Parshat Tazria From Aish HaNER

Posted on July 21, 2008

The majority of the parshiot of Tazria and Metzora deal with cases of tumah (ritual impurity), where a person becomes ritually impure or tamei.  One of the most common examples of this phenomenon is tzara’at (commonly mistranslated as “leprosy”). 

Tzara’at is a color disfigurement in one’s skin, clothes or belongings and is caused by someone speaking lashon hara (gossip or slander) about another person.  In order to become tahor (ritually pure) one must see a Kohen and go through a one or two week purification process. 

Although tzara’at is only one kind of impurity mentioned in these two parshiot, it reflects a general theme throughout each one.  Does tzara’at have any physical affects on the body besides a superficial discoloring?  No.  Will somebody get their hand cut off if these have tzara’at?  No.  Then what is its purpose?  When you get tzara’at, a body part turns color and is “ugly.”  What the tzara’at is doing is it’s reflecting how your inner character has suddenly become “ugly.”  

A metzora (someone who had tzara’at) is someone who had spoken ill of their fellow human being, exposing an embarrassing action to others.  The Torah treats this with a serious regard by ostracizing the slanderer from the community for at least a week.  Since the slanderer separated someone else from the community by speaking badly about them, he is expelled from his own group not even being allowed to live with other metzoras.  The inner defect is being manifested in a physical setting so the metzora can see that he needs to improve and return the “color” back to his skin, or return the good back to his soul.

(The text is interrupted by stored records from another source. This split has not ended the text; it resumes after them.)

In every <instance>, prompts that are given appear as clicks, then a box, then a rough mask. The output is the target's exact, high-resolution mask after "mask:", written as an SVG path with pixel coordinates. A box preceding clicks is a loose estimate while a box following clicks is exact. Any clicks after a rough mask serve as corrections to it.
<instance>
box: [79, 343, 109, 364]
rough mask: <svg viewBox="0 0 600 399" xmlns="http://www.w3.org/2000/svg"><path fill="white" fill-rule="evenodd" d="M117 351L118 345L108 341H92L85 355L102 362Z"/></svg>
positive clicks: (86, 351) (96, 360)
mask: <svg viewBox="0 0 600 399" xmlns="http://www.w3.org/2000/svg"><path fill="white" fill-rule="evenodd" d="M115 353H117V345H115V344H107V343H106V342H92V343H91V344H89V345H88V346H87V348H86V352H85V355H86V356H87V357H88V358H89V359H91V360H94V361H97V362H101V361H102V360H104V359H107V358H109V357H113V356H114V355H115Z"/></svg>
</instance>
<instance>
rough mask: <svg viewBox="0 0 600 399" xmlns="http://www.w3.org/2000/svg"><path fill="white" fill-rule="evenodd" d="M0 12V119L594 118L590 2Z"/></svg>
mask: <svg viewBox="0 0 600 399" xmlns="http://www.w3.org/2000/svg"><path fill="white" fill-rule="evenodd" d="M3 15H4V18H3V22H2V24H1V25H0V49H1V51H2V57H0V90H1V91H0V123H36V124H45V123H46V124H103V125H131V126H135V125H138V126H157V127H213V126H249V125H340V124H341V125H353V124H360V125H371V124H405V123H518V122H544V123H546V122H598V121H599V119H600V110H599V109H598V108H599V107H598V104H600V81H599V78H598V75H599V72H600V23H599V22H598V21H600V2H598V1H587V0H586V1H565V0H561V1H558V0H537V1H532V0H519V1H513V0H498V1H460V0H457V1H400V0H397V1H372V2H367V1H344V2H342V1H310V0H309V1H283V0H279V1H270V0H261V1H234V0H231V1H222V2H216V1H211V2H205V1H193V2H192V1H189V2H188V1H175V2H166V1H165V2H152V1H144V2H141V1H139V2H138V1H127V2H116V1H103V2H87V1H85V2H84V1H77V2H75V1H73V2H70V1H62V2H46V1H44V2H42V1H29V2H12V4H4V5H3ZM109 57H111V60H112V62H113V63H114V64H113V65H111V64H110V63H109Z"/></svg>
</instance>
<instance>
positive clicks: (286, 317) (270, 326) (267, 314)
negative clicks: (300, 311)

If you haven’t noticed, you haven’t seen too many people walking around with yellow spots on their arms these days.  The reason why tzara’at doesn’t exist anymore is that the Beit HaMikdash (Temple) no longer exists and along with it many of its procedures are removed, too.  But since we no longer get tzara’at, it is up to us to make sure that respect our fellow human beings and not make that snickering remark about them.  The laugh you get from that joke will last a few seconds, but the pain they will receive will last for months, if not years.  I hope we can take a lesson that if the Torah is taking two portions’ worth of space to discuss that laws of tzara’at and other impure states they might be worthwhile to study.